IL TORNEO DEI PAPERONI
L’edizione che intende celebrare Althea Gibson, che 75 anni fa debuttò – prima atleta non bianca – agl Us Nationals (allora si chiamavano così gli Open) passerà agli annali per il montepremi record. Verranno distribuiti infatti premi per un totale di 90 milioni di dollari, il più ricco della storia, con un aumento del 20% rispetto al 75 milioni (era già primato) della scorsa edizione. Il vincitore si porterà a casa 5 milioni di dollari, chi perde al primo turno “appena” 110.000…

L’INCOGNITA METEO
Panni pieni di ghiaccio durante i cambi campo, volti stremati, sudore a fiumi, virus sparsi e anche un giocatore, Rinderknech, svenuto in campo. Abbiamo ancora sotto gli occhi le immagini di Cincinnati, ma a New York – dopo la pioggia di queste ore – sono annunciate per la prossima settimana temperature accettabili, che non dovrebbero arrivare nemmeno a 30 gradi. Ricordando le parole di un paio di anni fa pronunciate a Flushing Meadows da Medvedev («Un giorno qualcuno di noi morirà, e lo vedrete in diretta») c’è da tirare un sospiro di sollievo.

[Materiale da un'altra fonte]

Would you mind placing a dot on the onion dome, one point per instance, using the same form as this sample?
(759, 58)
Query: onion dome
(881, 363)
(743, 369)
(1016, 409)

… E POI C’E’ STATO IL DOPPIO MISTO
Fatte salve le giustificate proteste di Errani, Vavassori e degli altri specialisti, sacrificati di fronte ai grandi nomi scesi in campo, detto che la programmazione ci è sembrata assurda (con i finalisti di Cincinnati in campo il giorno dopo…) c’è da dire che il torneo di doppio misto, grande novità di questa edizione degli Us Open, è stato un vero successo, nel clima tipico di una esibizione di lusso: grandi sorrisi, complimenti ad avversari e compagni, soprattutto tanto, tanto pubblico. L’unica coppia ad aver preso davvero sul serio il torneo è stata proprio quella degli specialisti azzurri, che non a caso ha fatto il bis del 2024, terzo titolo Slam insieme (e nono per la straordinaria Sara). Bella la dedica «ai doppisti che non hanno potuto partecipare», però, quando andranno a incassare l’assegno di un milione di dollari, Errani e Vavassori si ricordino di ringraziare anche Alcaraz, Swiatek e le altre stelle che hanno reso più “glamour” e interessante il torneo, e così ricco il montepremi.